INDUSTRY INSIDERS HAVE REPEATEDLY ADMITTED THAT THE INVESTMENT CYCLE IS TO BLAME FOR PERIODIC INSURANCE LIABILITY “CRISES”

  • Victor Schwartz, General Counsel, American Tort Reform Association: “Insurance was cheaper in the 1990s because insurance companies knew that they could take a doctor's premium and invest it, and $50,000 would be worth $200,000 five years later when the claim came in … An insurance company today can't do that.” Honolulu Star Bulletin, April 20, 2003.
  • National Underwriter: Standard & Poor’s Rating Service in London, recognizing problems created by “historic highs and lows of cyclical underwriting,” is calling for the industry to change its underwriting practices.  S&P’s Christian Dinesen says, “A less cyclical insurance market would be revolutionary for the industry, with such fundamental change promising a more stable underwriting environment.” National Underwriter Online, October 29, 2002.
  • Wall Street Journal: “[A] price war that began in the early 1990s led insurers to sell malpractice coverage to obstetrician-gynecologists at rates that proved inadequate to cover claims.… Some of these carriers had rushed into malpractice coverage because an accounting practice widely used in the industry made the area seem more profitable in the early 1990s than it really was.  A decade of short-sighted price slashing led to industry losses of nearly $3 billion last year.” Wall Street Journal, June 24, 2002.

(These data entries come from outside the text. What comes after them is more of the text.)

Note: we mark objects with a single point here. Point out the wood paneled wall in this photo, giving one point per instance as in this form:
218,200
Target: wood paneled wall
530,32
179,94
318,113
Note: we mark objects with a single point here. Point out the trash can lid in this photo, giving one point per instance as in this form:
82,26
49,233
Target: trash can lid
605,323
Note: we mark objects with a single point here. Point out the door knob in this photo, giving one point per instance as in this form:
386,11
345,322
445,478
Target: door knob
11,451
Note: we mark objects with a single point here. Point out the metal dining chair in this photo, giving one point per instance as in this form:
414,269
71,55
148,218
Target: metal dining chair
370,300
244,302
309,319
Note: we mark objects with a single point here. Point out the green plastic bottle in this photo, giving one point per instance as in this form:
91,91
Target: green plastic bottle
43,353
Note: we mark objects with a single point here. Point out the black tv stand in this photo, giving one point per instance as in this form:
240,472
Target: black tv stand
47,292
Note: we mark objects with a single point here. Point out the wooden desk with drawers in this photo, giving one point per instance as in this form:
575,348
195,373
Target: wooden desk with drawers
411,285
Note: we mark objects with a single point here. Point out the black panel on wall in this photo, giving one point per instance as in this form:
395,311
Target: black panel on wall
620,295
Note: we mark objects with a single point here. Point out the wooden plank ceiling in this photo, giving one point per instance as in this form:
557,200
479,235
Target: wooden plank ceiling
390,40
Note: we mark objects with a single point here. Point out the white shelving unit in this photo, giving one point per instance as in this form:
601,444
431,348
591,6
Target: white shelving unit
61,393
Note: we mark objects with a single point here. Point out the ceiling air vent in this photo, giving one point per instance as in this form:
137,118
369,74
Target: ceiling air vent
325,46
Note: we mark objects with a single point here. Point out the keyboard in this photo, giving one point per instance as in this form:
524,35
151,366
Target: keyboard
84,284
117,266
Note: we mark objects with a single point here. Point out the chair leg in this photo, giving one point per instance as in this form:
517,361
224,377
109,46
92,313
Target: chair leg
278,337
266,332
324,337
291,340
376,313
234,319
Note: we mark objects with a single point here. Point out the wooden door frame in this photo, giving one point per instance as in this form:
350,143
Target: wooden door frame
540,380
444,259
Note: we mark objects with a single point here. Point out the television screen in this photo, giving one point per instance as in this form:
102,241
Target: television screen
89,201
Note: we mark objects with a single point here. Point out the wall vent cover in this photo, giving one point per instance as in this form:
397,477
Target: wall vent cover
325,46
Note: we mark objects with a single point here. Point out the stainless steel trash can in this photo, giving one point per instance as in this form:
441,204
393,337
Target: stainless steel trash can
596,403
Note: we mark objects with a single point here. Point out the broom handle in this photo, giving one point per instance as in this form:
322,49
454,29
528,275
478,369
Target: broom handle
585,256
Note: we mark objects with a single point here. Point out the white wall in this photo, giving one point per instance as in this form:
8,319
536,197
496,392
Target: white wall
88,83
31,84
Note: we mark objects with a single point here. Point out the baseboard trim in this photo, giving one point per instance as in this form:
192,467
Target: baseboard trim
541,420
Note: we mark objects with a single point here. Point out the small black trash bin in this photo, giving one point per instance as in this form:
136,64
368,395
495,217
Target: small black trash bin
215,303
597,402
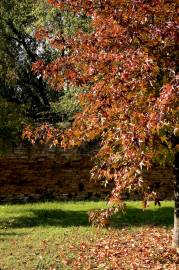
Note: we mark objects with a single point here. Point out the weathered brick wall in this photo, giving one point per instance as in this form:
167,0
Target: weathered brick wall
32,173
38,172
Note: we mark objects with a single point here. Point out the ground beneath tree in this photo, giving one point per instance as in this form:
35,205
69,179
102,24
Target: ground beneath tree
126,249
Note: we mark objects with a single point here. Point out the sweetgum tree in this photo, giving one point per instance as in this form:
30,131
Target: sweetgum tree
126,65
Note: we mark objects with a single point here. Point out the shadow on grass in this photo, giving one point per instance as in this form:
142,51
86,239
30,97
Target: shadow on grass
133,217
138,217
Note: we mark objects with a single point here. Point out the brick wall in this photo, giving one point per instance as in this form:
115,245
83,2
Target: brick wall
37,172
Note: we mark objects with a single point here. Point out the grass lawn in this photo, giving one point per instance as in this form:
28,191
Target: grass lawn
56,235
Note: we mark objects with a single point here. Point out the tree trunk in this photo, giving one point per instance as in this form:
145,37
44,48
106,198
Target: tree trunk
176,192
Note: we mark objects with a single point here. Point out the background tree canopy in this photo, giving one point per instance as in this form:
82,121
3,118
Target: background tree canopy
19,48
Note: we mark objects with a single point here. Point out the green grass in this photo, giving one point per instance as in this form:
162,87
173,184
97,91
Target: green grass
32,235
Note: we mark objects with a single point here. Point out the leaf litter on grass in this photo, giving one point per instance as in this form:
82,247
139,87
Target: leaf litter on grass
146,248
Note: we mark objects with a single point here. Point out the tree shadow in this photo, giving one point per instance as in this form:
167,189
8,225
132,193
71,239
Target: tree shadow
47,217
136,217
132,217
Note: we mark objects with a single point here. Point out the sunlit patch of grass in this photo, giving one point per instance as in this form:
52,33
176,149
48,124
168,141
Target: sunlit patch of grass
33,236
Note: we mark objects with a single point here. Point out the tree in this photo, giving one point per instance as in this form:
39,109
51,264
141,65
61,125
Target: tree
127,66
18,49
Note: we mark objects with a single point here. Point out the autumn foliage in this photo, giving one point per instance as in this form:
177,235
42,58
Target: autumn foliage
126,67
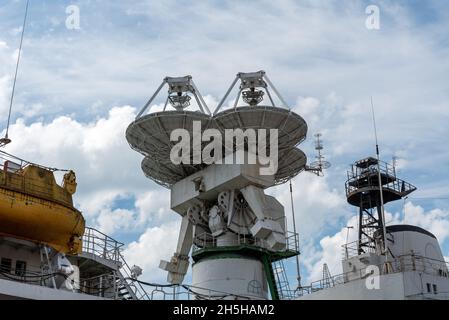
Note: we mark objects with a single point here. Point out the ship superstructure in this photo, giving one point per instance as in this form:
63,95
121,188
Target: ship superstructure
406,263
46,252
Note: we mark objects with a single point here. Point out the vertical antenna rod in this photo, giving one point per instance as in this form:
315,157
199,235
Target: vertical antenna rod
298,272
15,76
379,177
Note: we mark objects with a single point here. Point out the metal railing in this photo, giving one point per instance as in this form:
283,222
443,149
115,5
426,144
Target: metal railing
101,245
359,178
351,249
207,240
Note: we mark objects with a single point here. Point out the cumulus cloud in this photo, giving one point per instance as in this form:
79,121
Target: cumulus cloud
154,244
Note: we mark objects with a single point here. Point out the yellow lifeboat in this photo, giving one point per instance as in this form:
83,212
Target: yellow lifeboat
34,207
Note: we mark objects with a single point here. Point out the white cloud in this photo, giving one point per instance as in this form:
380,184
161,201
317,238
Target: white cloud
435,220
154,244
317,206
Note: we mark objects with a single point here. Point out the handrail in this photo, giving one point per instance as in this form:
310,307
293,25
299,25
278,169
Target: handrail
207,240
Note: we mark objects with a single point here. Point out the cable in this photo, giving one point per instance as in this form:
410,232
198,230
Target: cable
17,69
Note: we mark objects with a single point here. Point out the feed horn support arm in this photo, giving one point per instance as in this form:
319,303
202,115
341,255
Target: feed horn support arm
178,86
252,80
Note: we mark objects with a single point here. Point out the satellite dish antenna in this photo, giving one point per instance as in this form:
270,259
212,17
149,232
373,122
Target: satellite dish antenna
319,164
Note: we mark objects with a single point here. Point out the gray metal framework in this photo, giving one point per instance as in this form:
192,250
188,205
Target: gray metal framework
176,88
150,134
363,191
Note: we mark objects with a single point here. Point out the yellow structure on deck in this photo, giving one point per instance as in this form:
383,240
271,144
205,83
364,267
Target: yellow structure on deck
34,207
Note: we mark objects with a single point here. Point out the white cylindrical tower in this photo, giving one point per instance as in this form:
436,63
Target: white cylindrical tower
217,275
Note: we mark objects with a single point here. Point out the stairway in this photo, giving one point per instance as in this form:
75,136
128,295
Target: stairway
281,280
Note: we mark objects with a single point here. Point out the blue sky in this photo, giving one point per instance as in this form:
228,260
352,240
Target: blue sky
79,89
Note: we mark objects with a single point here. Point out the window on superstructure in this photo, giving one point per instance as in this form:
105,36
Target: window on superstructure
435,289
5,265
21,268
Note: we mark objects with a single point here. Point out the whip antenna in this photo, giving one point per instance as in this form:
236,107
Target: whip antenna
4,141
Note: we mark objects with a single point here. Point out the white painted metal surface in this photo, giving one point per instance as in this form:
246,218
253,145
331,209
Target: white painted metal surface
240,276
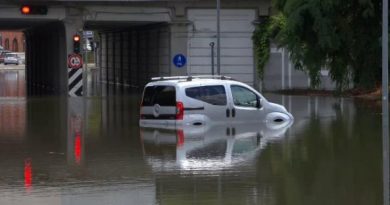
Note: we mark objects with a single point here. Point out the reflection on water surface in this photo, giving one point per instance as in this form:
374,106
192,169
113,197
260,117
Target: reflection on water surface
50,155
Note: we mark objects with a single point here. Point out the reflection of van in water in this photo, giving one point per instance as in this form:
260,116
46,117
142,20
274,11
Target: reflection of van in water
210,147
200,100
14,58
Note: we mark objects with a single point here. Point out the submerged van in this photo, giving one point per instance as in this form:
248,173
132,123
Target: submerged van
201,100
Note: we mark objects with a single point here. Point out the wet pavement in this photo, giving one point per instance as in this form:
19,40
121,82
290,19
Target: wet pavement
330,155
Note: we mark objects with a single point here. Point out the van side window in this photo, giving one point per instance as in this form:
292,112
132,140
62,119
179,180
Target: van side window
213,94
162,95
243,96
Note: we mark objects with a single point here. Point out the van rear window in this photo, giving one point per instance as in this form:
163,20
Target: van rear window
162,95
214,94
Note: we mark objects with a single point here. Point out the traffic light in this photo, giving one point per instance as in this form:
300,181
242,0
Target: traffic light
33,10
76,43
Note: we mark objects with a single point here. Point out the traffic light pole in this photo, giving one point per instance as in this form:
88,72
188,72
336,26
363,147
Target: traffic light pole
385,102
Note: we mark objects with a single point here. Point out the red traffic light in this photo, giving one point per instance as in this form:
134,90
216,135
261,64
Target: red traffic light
76,38
33,10
25,9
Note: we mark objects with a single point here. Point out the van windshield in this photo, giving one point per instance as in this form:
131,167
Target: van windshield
162,95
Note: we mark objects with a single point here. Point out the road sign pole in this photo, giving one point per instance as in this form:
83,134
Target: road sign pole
218,38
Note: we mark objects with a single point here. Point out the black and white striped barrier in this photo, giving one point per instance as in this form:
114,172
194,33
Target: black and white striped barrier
75,82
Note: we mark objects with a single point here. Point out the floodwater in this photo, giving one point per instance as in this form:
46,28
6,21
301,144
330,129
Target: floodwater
59,150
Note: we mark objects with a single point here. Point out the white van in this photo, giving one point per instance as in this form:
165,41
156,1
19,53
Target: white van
201,100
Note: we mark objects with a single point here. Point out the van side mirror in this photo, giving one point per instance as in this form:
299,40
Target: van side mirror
258,103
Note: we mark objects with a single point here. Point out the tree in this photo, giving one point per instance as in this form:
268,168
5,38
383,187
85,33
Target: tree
343,36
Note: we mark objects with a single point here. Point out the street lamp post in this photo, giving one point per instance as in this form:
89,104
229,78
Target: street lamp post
218,38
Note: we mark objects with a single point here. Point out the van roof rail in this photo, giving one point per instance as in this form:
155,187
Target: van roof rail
189,78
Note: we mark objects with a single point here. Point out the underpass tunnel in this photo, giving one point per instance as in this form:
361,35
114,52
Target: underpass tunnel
45,51
129,57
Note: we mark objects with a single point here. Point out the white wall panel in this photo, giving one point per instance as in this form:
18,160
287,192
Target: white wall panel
236,42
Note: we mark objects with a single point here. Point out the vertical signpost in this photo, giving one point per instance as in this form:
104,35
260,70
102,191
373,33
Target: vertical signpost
385,102
218,38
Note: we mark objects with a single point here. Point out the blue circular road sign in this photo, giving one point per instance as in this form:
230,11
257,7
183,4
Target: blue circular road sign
179,60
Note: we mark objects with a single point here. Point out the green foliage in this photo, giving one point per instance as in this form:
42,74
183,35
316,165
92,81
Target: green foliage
343,36
261,38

  • Donald J. Zuk, chief executive of Scpie Holdings Inc.: “I don’t like to hear insurance-company executives say it’s the tort system – it’s self-inflicted.” Wall Street Journal, June 24, 2002.
  • Charles Kolodkin, Gallagher Healthcare Insurance Services: “The [medical malpractice insurance] market is in chaos…Throughout the 1990s…insurers were…driven by a desire to accumulate large amounts of capital with which to turn into investment income. Regardless of the level of…tort reform, the fact remains that if insurance policies are consistently underpriced, the insurer will lose money.” “Medical Malpractice Trends?”, September 2001.
  • National Association of Attorneys General: “The facts do not bear out the allegations of an ‘explosion’ in litigation or in claim size, nor do they bear out the allegations of a financial disaster suffered by property/casualty insurers today. They finally do not support any correlations between the current crisis in availability and affordability of insurance and such a litigation ‘explosion.’ Instead, the available data indicate that the causes of, and therefore solutions to, the current crisis lie with the insurance industry itself.” Analysis of the Causes of the Current Crisis of Unavailability and Unaffordability of Liability Insurance, Ad Hoc Insurance Committee of the National Association of Attorneys General, May 1986.
  • Maurice R. Greenberg, them President and CEO of American International Group, Inc.: “The industry’s problems were due to price cuts taken ‘to the point of absurdity’ in the early 1980s. Had it not been for these cuts, Greenberg said, there would not be ‘all this hullabaloo’ about the tort system.” Business Week, March 31, 1986.